We are officially in the "Post PC Era." With so many different platforms, devices and "touchpoints" available, businesses have a dizzying array of applications to design and develop in order to reach their customers (not to mention the complexity of integrating all these touchpoints into back-end systems). Forrester calls this the "Splinternet." Many companies don't know where to start or which projects to prioritize.

With one of our current clients we were able to create a strategy that maximized reuse. We made the backend system reusable across multiple devices including iOS devices, Android devices, and the BlackBerry PlayBook without any modifications. Without understanding the technical climate, many organizations needlessly develop their mobile applications in a silo from other solutions and this can be inefficient at best.

2. Brands must deliver a consistent, holistic experience across multiple touchpoints.

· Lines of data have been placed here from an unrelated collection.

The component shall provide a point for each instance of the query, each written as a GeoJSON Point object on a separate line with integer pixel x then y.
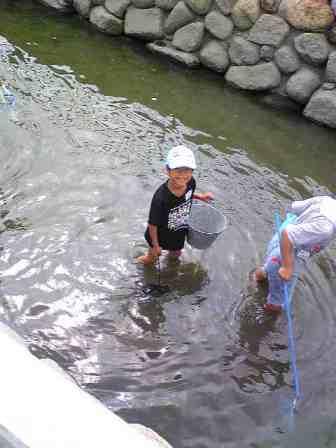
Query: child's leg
{"type": "Point", "coordinates": [149, 258]}
{"type": "Point", "coordinates": [175, 253]}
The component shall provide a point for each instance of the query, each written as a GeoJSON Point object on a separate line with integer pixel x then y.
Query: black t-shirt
{"type": "Point", "coordinates": [170, 214]}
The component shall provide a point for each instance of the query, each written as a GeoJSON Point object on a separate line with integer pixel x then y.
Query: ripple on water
{"type": "Point", "coordinates": [201, 362]}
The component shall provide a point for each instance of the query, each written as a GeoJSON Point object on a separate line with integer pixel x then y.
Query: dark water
{"type": "Point", "coordinates": [80, 158]}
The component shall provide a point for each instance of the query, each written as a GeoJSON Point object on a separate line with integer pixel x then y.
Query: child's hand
{"type": "Point", "coordinates": [285, 274]}
{"type": "Point", "coordinates": [156, 251]}
{"type": "Point", "coordinates": [207, 197]}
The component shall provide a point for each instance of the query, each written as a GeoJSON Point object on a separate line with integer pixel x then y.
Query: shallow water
{"type": "Point", "coordinates": [80, 158]}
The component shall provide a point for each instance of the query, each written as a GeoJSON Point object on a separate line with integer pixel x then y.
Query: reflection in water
{"type": "Point", "coordinates": [200, 362]}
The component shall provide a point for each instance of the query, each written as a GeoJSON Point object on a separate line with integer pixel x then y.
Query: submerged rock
{"type": "Point", "coordinates": [117, 7]}
{"type": "Point", "coordinates": [63, 6]}
{"type": "Point", "coordinates": [188, 59]}
{"type": "Point", "coordinates": [257, 77]}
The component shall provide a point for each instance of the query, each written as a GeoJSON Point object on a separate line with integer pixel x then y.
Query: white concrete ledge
{"type": "Point", "coordinates": [40, 406]}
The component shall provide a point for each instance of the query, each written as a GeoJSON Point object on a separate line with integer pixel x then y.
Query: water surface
{"type": "Point", "coordinates": [80, 159]}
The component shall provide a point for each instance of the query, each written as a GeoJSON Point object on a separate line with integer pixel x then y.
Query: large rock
{"type": "Point", "coordinates": [312, 47]}
{"type": "Point", "coordinates": [181, 15]}
{"type": "Point", "coordinates": [189, 38]}
{"type": "Point", "coordinates": [188, 59]}
{"type": "Point", "coordinates": [218, 25]}
{"type": "Point", "coordinates": [243, 52]}
{"type": "Point", "coordinates": [82, 7]}
{"type": "Point", "coordinates": [257, 77]}
{"type": "Point", "coordinates": [322, 107]}
{"type": "Point", "coordinates": [331, 34]}
{"type": "Point", "coordinates": [224, 6]}
{"type": "Point", "coordinates": [245, 13]}
{"type": "Point", "coordinates": [269, 30]}
{"type": "Point", "coordinates": [62, 6]}
{"type": "Point", "coordinates": [214, 56]}
{"type": "Point", "coordinates": [167, 5]}
{"type": "Point", "coordinates": [270, 6]}
{"type": "Point", "coordinates": [145, 24]}
{"type": "Point", "coordinates": [331, 67]}
{"type": "Point", "coordinates": [201, 7]}
{"type": "Point", "coordinates": [106, 22]}
{"type": "Point", "coordinates": [287, 59]}
{"type": "Point", "coordinates": [302, 85]}
{"type": "Point", "coordinates": [142, 4]}
{"type": "Point", "coordinates": [307, 15]}
{"type": "Point", "coordinates": [117, 7]}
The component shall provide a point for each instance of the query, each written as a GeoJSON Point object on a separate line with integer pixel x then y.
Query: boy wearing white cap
{"type": "Point", "coordinates": [171, 205]}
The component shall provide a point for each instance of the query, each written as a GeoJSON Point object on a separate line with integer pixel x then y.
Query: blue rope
{"type": "Point", "coordinates": [291, 341]}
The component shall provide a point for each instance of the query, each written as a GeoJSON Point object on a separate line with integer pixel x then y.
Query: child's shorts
{"type": "Point", "coordinates": [271, 267]}
{"type": "Point", "coordinates": [169, 240]}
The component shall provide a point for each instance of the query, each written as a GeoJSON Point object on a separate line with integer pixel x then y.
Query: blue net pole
{"type": "Point", "coordinates": [291, 341]}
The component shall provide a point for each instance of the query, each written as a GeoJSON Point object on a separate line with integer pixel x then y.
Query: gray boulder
{"type": "Point", "coordinates": [331, 67]}
{"type": "Point", "coordinates": [117, 7]}
{"type": "Point", "coordinates": [145, 24]}
{"type": "Point", "coordinates": [214, 56]}
{"type": "Point", "coordinates": [267, 52]}
{"type": "Point", "coordinates": [322, 107]}
{"type": "Point", "coordinates": [269, 30]}
{"type": "Point", "coordinates": [312, 47]}
{"type": "Point", "coordinates": [302, 85]}
{"type": "Point", "coordinates": [143, 4]}
{"type": "Point", "coordinates": [224, 6]}
{"type": "Point", "coordinates": [188, 59]}
{"type": "Point", "coordinates": [218, 25]}
{"type": "Point", "coordinates": [257, 77]}
{"type": "Point", "coordinates": [106, 22]}
{"type": "Point", "coordinates": [270, 6]}
{"type": "Point", "coordinates": [200, 7]}
{"type": "Point", "coordinates": [243, 52]}
{"type": "Point", "coordinates": [82, 7]}
{"type": "Point", "coordinates": [62, 6]}
{"type": "Point", "coordinates": [181, 15]}
{"type": "Point", "coordinates": [167, 5]}
{"type": "Point", "coordinates": [189, 38]}
{"type": "Point", "coordinates": [287, 59]}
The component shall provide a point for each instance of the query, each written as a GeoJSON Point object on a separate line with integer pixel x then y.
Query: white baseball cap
{"type": "Point", "coordinates": [180, 156]}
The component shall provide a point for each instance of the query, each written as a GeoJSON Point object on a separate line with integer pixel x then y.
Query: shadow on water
{"type": "Point", "coordinates": [80, 158]}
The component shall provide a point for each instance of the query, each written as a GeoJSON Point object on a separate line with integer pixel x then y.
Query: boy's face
{"type": "Point", "coordinates": [180, 176]}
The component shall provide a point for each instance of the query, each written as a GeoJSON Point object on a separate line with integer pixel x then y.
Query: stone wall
{"type": "Point", "coordinates": [284, 47]}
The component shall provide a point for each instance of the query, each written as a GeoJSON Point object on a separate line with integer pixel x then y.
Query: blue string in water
{"type": "Point", "coordinates": [291, 341]}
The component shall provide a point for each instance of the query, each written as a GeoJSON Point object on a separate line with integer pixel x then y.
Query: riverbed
{"type": "Point", "coordinates": [81, 155]}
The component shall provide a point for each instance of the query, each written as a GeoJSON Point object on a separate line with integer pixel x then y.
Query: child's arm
{"type": "Point", "coordinates": [287, 252]}
{"type": "Point", "coordinates": [206, 197]}
{"type": "Point", "coordinates": [153, 233]}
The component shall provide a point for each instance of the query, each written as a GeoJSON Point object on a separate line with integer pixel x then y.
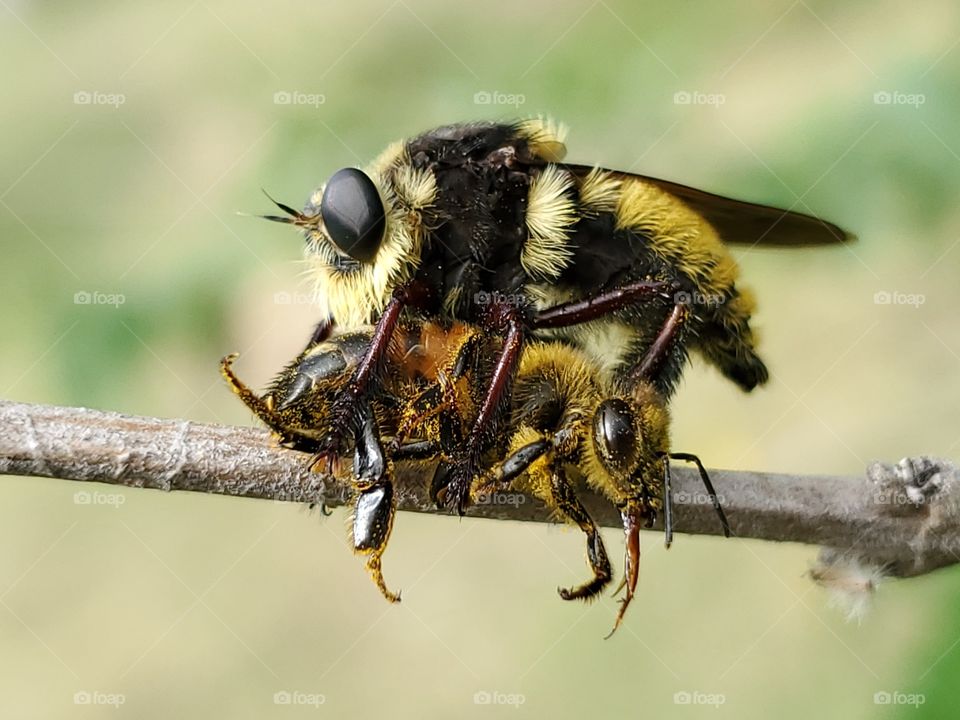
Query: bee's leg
{"type": "Point", "coordinates": [634, 517]}
{"type": "Point", "coordinates": [465, 464]}
{"type": "Point", "coordinates": [667, 503]}
{"type": "Point", "coordinates": [548, 482]}
{"type": "Point", "coordinates": [689, 457]}
{"type": "Point", "coordinates": [654, 365]}
{"type": "Point", "coordinates": [416, 450]}
{"type": "Point", "coordinates": [372, 522]}
{"type": "Point", "coordinates": [565, 500]}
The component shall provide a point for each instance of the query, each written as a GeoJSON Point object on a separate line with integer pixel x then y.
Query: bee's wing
{"type": "Point", "coordinates": [742, 222]}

A true "brand experience" is created when all these touchpoints are considered holistically, not in isolation. Forrester talks a lot about orchestrating the customer relationship across touchpoints to drive relevant, personalized, and linked offers. At Universal Mind, we believe brands are built when customers have a familiar experience with every engagement and these engagements feel authentic on a device and platform which is comfortable to the end user. Knowledge of the business’s customers and the platform technologies are essential for success.

With another recent client we were able to develop a mobile strategy that put this experience in the forefront. By focusing first on how to deliver this experience in a consistent manner across the most popular touchpoints, the client was able to get a vision for what would be possible. We created an initial "vision prototype" to facilitate user testing which then revealed many things about their customers that they didn’t know. Because they were able to observe their clients actually working with a prototype application on real devices, this greatly influenced how they approached the overall solution.

3. Brands that get it right will win.

Forrester outlines the ROI for businesses that complete this multiple touchpoint journey, noting that those who get it right will see higher engagement and sales, as customers who interact with a business across multiple touchpoints are often worth five or six times that of a single-channel customer. Forrester also anticipates that brands who offer a best-in-class customer experience across multiple touchpoints will increase customer retention, as 76% of consumers who have a poor online shopping experience with a company will be unlikely to return.

In 2010, it was all about porting existing web based applications to mobile devices and developing one-off mobile applications. Today, smart companies are thinking about their customer engagement more holistically. There are no more web applications and mobile applications but rather an experience preserved across multiple touchpoints that meets the customers where they are.

Forrester's Ron Rogowski recently posted an article in Mashable, "Why Brands Need a Digital Customer Experience Strategy To Stay Competitive." Ron echos these thoughts from the perspective of providing a consistent customer experience that includes digital channels. Without a well-defined strategy, he says, companies are simply "vulnerable to chasing shiny new objects."